Another thing which grew out of jazz as it aged was the phenomenon of the anthology. The anthology is usually used to present a broad cross section of an artist’s oeuvre or to try to define the music’s history or various eras. Inherently containing a large degree of subjectivity, this is far more difficult task than one may imagine.

Which cuts by an artist are the best examples of what they are about? When trying to convey the history of an art or an era, who should be included and/or how many tracks? Ironically, as difficult of a task as this is, when it is done correctly, the producer’s hand is barely perceptible.
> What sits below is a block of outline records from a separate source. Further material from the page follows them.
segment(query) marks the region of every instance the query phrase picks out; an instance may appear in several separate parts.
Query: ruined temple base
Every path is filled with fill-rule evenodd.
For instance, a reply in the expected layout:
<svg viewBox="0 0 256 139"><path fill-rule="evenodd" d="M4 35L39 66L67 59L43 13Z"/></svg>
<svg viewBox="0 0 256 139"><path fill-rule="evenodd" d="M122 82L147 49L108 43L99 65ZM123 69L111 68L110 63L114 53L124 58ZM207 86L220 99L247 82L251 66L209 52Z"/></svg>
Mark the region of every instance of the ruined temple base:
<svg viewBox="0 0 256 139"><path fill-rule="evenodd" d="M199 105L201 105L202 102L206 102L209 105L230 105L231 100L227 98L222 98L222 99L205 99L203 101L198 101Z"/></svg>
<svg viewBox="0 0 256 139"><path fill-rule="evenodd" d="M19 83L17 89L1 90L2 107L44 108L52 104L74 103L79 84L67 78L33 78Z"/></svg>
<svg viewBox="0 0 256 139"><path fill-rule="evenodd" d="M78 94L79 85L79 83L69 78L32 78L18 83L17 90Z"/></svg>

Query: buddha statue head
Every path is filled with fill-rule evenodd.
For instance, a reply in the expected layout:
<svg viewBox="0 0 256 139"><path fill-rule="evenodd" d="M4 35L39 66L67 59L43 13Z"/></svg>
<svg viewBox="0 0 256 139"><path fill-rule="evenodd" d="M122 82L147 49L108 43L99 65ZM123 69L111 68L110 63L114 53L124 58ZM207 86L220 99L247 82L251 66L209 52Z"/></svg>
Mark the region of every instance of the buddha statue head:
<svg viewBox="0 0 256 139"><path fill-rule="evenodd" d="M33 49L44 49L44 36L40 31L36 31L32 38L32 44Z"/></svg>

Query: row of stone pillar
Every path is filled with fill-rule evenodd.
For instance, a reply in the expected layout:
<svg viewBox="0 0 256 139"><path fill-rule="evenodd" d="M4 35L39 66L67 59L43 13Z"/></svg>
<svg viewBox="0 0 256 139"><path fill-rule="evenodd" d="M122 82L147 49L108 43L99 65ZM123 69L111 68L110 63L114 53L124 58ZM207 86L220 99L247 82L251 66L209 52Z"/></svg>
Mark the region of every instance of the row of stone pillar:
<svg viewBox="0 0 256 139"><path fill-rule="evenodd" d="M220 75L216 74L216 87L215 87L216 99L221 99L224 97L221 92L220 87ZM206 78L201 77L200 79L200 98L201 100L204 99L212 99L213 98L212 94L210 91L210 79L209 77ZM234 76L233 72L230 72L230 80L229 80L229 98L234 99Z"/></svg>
The dichotomy of a difficult task combined with, when done right, subtle results, has made the mantle of anthology producer an art unto itself.

Alan Lowe has achieved fantastic results with volume four of a four volume (36 CDs) anthology. Part of the reason for this is because he is not only a producer but a jazz theorist with a strong grasp of the jazz family tree and its many branches and complex roots system. 

The set is arranged chronologically, recording dates by year. Initially, looking through the accompanying book I bemoaned to myself what seemed to be an imperfect way to arrange each disc’s tracks. This methodology meant that a pre-saccharined Doris Day appeared a few tracks away from Bird and Diz.

But there is a subtle magic afoot. As I listened, what Alan had set out to do slowly became apparent. Bop, modern-jazz was radical, but also inevitable. If Bird and Diz the two most visible progenitors had not come to midwife this art, then someone else would have. That is not to take away from what they achieved or to say that jazz would have progressed along the exact same lines.

The way the discs are arranged you see modern jazz’s Rosetta stone, bop, as it had emerged from all the forward thinking elements of big band and its sub genres.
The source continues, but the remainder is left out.